What I'm currently doing is using alloca() to push the stack pointer ahead by 768 kilobytes, then spawning UIApplicationMain, then using setjmp/longjmp to bounce back and forth between my "UI routine" and my "main routine". So far, this is working.
Caveats:
It's impossible to know when the "UI routine" has no messages to handle, and when it has no messages to handle, it will just block indefinitely until that's no longer the case. I'm solving this by making a timer that triggers every 0.1 milliseconds. Every time the timer triggers, I drop out to my "main routine", do a single game loop, then head back into the "UI routine" for another timer tick. Reading the documentation indicates that it won't stack up "timer calls" indefinitely. I do seem to get the "terminate" message appropriately, though I haven't managed to test it thoroughly yet, and I haven't tested any other important messages. (Luckily, there's only four messages total, and one of them is setup-related.)
Most modern OSes won't allocate the entire stack at once. The iPhone is probably one of these. What I don't know is whether bumping the stack pointer 3/4 of a meg forward will allocate everything "behind it", so to speak. If so, I may be effectively wasting 3/4 of a meg of RAM, which, on the iPhone, is significant. This could be handled by bumping the pointer forward a smaller amount, but this is really courting stack size disaster - it effectively limits your stack to however far you bump the pointer ahead, and you'll have to figure this out in advance. Some sentinel data in the stack, coupled with good monitoring and a logging system for stack size issues, can probably solve this, but it's a nontrivial issue. (Alternatively, if I can figure out how to muck with the stack pointer directly on the native hardware, I can just malloc()/new[] a few kilobytes, point the stack pointer at it, and use it as my new stack. I'll have to figure out how much space it needs but I doubt it'll be much, considering that it's not doing very much.)
This is currently untested on the actual hardware (give it a week or two, I got another project to finish first.)
I have no idea whether Apple will figure out what I'm doing and slap a giant REJECTED sticker on it when I try submitting to the app store. This is, shall we say, slightly outside their intentions for the API. Fingers crossed.

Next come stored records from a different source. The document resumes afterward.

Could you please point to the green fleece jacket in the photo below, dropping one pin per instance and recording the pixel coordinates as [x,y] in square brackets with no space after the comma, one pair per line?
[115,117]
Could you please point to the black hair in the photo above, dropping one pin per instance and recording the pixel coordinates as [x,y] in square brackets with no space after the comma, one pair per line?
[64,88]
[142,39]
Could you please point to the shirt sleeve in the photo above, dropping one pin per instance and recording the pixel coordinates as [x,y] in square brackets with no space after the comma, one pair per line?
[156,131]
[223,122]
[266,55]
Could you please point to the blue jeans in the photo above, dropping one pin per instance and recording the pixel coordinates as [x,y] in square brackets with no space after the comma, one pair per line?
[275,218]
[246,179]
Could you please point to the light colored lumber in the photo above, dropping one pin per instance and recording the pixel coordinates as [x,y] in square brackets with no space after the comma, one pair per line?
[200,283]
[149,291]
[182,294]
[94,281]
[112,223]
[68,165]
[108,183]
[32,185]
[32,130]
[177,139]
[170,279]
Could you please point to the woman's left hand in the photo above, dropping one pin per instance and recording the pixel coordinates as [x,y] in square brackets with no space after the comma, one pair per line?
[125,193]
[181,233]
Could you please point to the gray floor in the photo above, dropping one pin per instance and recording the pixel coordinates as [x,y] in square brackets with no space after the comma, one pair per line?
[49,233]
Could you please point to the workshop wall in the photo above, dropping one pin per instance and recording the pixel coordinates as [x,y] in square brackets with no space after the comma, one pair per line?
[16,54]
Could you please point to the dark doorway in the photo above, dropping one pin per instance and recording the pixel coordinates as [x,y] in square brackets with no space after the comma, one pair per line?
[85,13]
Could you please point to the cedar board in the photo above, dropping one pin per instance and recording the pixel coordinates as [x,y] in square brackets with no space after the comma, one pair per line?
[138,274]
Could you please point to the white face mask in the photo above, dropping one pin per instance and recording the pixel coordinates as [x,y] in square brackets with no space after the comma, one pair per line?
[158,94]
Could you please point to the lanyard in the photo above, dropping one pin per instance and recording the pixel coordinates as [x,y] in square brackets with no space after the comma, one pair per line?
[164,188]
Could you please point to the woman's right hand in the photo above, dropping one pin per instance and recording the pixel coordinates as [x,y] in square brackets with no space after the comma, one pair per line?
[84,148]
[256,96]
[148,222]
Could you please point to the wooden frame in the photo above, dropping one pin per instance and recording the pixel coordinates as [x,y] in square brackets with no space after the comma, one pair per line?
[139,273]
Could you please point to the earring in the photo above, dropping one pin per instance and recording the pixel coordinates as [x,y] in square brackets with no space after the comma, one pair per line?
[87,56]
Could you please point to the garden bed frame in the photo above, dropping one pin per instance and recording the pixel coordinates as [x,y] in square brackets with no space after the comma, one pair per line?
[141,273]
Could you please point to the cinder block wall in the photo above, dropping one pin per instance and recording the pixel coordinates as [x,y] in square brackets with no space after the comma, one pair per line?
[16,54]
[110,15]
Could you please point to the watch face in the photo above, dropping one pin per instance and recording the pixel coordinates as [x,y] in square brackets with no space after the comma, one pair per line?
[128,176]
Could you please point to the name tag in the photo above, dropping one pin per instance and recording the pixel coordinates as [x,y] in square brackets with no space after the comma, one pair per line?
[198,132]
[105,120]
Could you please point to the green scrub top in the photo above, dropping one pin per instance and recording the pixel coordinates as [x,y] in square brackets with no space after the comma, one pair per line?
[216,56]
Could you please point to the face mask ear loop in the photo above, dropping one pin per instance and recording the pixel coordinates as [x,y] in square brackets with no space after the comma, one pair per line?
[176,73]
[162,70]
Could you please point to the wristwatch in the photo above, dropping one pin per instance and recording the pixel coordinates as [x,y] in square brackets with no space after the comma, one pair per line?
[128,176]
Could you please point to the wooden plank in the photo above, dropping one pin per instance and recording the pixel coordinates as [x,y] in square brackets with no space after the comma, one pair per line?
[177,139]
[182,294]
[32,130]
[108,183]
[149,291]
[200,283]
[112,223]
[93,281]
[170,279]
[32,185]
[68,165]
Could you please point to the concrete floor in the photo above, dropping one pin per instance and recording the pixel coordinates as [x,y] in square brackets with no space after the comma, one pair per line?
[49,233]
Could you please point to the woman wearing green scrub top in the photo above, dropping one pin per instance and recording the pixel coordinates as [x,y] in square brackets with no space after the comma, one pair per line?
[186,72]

I'll keep this post updated, and officially accept it once I've verified that it, you know, works.
Late update: I got distracted by a variety of other things. Since then, I've had a few changes that make me far less interested in Apple development. My current approach showed no sign of not working, but I don't really have the motivation to keep fleshing it out. Sorry! If I ever change my mind I'll update this further, but Outlook Not So Good.
I know NSApplicationMain() reads Info.plist and does stuff to the app (like get the initial nib file) so I would guess that UIApplicationMain() does the same for iPhone (like get the initial status bar style, zoom the default.png image in etc.). That stuff isn't exposed anywhere else, so the functions it calls would still need to be run for the app to launch with out any side effects. You're only bet is to reverse engineer those and copy them (and hope that anything they do is in the public SDK).
Is the goal to take that main() function and have it work unmodified on the iPhone?
It would seem there's no way you're going to completely insulate the users of the library from thinking about the iPhone platform--they're going to have to deal with XCode for code signing and that sort of thing.
Given that, telling users they have to break their main() function up into a few pieces that you can call from applicationDidFinishLaunching and from an appropriate timer doesn't seem like it would inconvenience anybody much.
Why not start your game loop from within UIApplication? (Yes, you can't have it in main() but that shouldn't matter.) Some of the delegate messages are good candidates.